There are, too, quite a few weird but pitch-perfect details in Personal Shopper: the twitchy way that Stewart sends a text message, and particularly the space she leaves between a word and a question mark. (Someone I know who interviewed Assayas said this was “all her — though apparently that’s a common practice in France.”) This might sound incidental but in Personal Shopper it is not — the centerpiece of the movie is a wordless, bizarrely brilliant sequence in which Kristen Stewart engages in a text message conversation with someone who may or may not be a ghost. (This is when I remind you that Personal Shopper was widely considered “the most divisive movie at Cannes.”) It’s an imperfect movie — a sometimes self-serious meditation on the supernatural and the nature of belief — but Stewart absolutely carries it and is fascinating to watch in every frame.

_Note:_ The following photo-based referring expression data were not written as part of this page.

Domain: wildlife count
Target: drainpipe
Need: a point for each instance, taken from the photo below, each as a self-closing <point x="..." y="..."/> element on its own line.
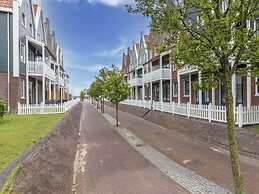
<point x="8" y="62"/>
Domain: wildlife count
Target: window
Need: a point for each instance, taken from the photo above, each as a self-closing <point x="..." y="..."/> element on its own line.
<point x="30" y="28"/>
<point x="22" y="89"/>
<point x="256" y="87"/>
<point x="23" y="20"/>
<point x="186" y="88"/>
<point x="22" y="52"/>
<point x="166" y="93"/>
<point x="175" y="89"/>
<point x="207" y="96"/>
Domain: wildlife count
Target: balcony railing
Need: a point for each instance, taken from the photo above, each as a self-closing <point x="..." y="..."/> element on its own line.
<point x="158" y="74"/>
<point x="136" y="82"/>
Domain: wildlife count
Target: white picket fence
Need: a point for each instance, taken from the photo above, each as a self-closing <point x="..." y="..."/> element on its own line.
<point x="243" y="115"/>
<point x="46" y="108"/>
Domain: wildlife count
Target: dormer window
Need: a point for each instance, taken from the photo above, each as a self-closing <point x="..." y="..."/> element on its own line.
<point x="23" y="20"/>
<point x="31" y="28"/>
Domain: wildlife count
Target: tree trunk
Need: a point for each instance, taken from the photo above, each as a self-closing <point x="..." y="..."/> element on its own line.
<point x="103" y="104"/>
<point x="235" y="163"/>
<point x="117" y="114"/>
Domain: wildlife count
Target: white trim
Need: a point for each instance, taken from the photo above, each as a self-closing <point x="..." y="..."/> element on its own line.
<point x="6" y="9"/>
<point x="23" y="22"/>
<point x="186" y="95"/>
<point x="24" y="53"/>
<point x="256" y="88"/>
<point x="16" y="53"/>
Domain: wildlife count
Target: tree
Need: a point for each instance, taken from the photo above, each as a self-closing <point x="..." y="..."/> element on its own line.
<point x="95" y="91"/>
<point x="214" y="37"/>
<point x="2" y="109"/>
<point x="102" y="80"/>
<point x="82" y="95"/>
<point x="117" y="89"/>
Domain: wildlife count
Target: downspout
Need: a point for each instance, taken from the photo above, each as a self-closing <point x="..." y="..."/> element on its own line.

And like Clouds of Sils Maria, in which she played the unknown to Binoche’s fictitious famous actress, it’s playfully meta about Stewart’s history of tabloid superstardom. Personal Shopper is the second in what I hope will be a trilogy of Olivier Assayas Films That Feature Kristen Stewart Playing Famous People’s Assistants. Stewart plays Maureen, an American in Paris who takes on the titular job for a hyperfamous French model named Kyra. Stewart plays Maureen (who is also an amateur medium, trying to get in touch with the spirit of her dead twin brother) in a compelling trance; she’s drawn to illicitly try on her boss’s designer garments not so much because she dreams of being rich and famous but because they seem to exude some kind of occult pull on her. As she did in Clouds in Sils Maria, Stewart makes her connection to her famous boss seem like something deeper than a simple commentary on fame, but a meditation on the boundaries of identity itself.
There’s a gorgeous and hypnotic sequence in the movie in which Maureen — emboldened by a couple of solo swigs of vodka — tries on one of Kyra’s outfits while she’s out of town. It’s an incredible garment: an intricate, barely there black harness covered by a sheer black gown. It’s one of those outfits that almost no one but Kristen Stewart could pull off. As she casts off her frumpy-chic sweater and steps into it, it’s like Maureen is stepping into Stewart’s famous skin before our eyes. A caterpillar becoming a badass, leather butterfly.
It was striking how much the outfit she wore in her SNL monologue looked like the dress she tries on in the movie — only this time, it was hers. Maybe, at this moment in her career, that’s the most fascinating and oddly inspiring thing about her: the way she’s grown into her awkwardness rather than out of it, and come to wear her anxieties like couture.